Regia di Kim Rossi Stuart

con Alessandro Morace (Tommaso Benetti), Kim Rossi Stuart (Renato Benetti), Barbora Bobulova (Stefania Benetti), Marta Nobili (Viola Benetti).

PAESE: Italia, Slovacchia 2005
GENERE: Drammatico
DURATA: 108′

Tommaso, 11 anni, vive in un quartiere popolare con la sorella Viola, poco più grande, e col padre Renato, operatore cinematografico che si sta mettendo in proprio. Nonostante le esplosioni di rabbia di quest’ultimo, eterno immaturo scontento e frustrato, il trio è unito e, in qualche modo, sereno. L’improvviso ritorno a casa della mamma Stefania, perennemente in fuga da tutto e da tutti, mina gli equilibri tra famigliari…

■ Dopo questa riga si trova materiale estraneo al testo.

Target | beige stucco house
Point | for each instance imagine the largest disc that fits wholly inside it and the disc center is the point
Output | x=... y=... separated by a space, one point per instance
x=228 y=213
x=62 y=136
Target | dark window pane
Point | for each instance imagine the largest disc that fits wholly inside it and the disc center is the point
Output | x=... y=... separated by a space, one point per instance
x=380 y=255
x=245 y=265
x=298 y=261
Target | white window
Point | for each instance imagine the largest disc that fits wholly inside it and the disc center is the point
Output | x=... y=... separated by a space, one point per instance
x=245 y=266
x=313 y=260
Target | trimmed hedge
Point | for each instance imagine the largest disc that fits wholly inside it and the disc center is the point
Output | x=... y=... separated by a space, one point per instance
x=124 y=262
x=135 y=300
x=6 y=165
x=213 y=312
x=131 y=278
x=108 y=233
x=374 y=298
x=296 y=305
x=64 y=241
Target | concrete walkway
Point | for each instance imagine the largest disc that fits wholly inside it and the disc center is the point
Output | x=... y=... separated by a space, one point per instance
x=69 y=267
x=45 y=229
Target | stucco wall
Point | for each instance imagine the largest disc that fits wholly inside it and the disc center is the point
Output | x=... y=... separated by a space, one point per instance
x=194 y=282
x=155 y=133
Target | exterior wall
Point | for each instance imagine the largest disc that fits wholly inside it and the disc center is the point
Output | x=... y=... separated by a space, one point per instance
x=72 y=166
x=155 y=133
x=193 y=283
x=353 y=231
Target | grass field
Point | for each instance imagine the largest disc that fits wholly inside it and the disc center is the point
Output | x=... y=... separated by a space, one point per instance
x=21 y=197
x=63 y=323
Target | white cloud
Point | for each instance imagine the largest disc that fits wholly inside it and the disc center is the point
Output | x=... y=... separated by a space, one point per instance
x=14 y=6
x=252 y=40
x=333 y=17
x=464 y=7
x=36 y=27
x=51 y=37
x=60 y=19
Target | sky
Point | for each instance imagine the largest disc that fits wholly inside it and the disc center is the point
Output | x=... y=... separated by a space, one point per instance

Notevole esordio registico di Rossi Stuart, anche sceneggiatore con Linda Ferri, Federico Starnone e Francesco Giammusso. Ben si inserisce nella tradizione italiana dei film sull’infanzia, ma forse il modello di riferimento è francese: come I 400 colpi di Truffaut, racconta le difficoltà comunicative tra il mondo dei bambini e il mondo degli adulti sottolineando quanto la solitudine – fisica, affettiva, sociale – dei primi sia quasi sempre causata dall’immaturità dei secondi. È Tommaso il vero adulto, ed è lui che alla fine accetta il padre perdonandolo non tanto per quello che fa, ma per quello che è (e non è). Ognuno si porta dietro il proprio bagaglio di dolore, ed è solo aprendolo e guardandoci dentro che si resta in piedi. È forse proprio questo il senso dell’ultima inquadratura in cui Tommy si abbandona ad un pianto disperato, sull’autobus, dopo aver aperto la lettera della madre. Rossi Stuart regista è abile a raccontare questa infanzia difficile in maniera iperrealistica e, soprattutto, senza mai scivolare nel piagnucoloso o nell’enfasi oratoria, mentre Rossi Stuart interprete si rivela assai coraggioso a rinunciare alla propria immagine di bello immergendosi in un personaggio sgradevole e complesso che si arrabbia con la bava alla bocca, scoreggia, addirittura bestemmia, salvo poi diventare un agnellino che farebbe qualsiasi cosa per i suoi figli. Questo padre così snaturato è condannabile? Probabilmente sì, ma almeno lui c’è. All’atmosfera di realismo che si respira per tutto il film contibuiscono non poco le performance degli attori, specialmente quella del giovanissimo Morace che, diretto benissimo, ruba la scena a tutti soltanto con uno sguardo. Il suo continuo vagabondare sul tetto del palazzo è una delle trovate più efficaci del film: lassù, come nella vita di tutti i giorni, si scopre vivo sfidando la paura di cadere, guardandola in faccia senza timore. Titolo geniale e coerente col senso del film, belle musiche della Banda Osiris. Un David di Donatello e un Nastro D’Argento a Rossi Stuart, entrambi per il miglior regista esordiente. Un film difficile ma importante.